5. Most people focus on the on-site off-site stuff, but how important are the technical factors like loading speed, 301s, robots.txt etc?
In every SEO audit I’ve ever done, technical factors always play some kind of impacting role. I’ve seen people de-index their entire site with improper use of robots.txt. I’ve seen sites with thousands of 404 error pages indexed as viable site pages because they serve a 200 OK status even though the page claims to be a 404. One guy at an SEO clinic I did at a conference couldn’t figure out why he lost all his rankings after a “redesign” – which also changed all of his URLs and he had no 301 redirect migration plan in place. Technical still plays a big role.
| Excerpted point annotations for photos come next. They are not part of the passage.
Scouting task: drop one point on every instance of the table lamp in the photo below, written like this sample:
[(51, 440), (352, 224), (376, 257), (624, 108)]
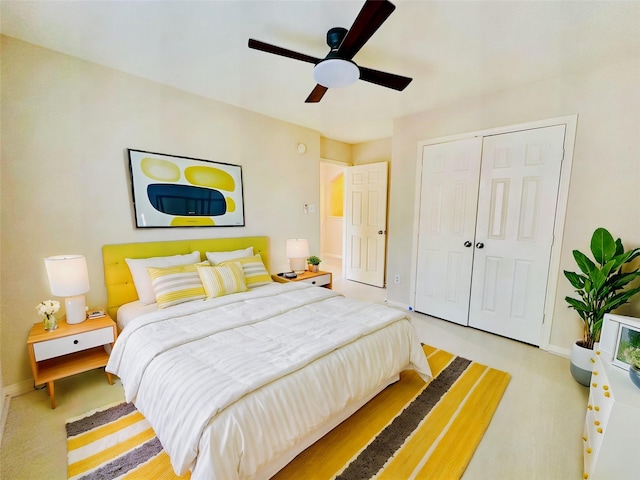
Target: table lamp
[(297, 253), (68, 277)]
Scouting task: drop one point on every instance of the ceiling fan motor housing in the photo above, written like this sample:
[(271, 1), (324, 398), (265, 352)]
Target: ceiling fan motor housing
[(335, 37)]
Robots.txt is extremely powerful, especially in the day and age of Panda if you become adept at using it.
Too many SEOs “grew up” learning how to do nothing but develop anchor based links without learning anything else. And IMO, that’s why a good portion of people are struggling to stay competitive at SEO now that links are once again back to only being a part (albeit still a strong part) of the overall equation.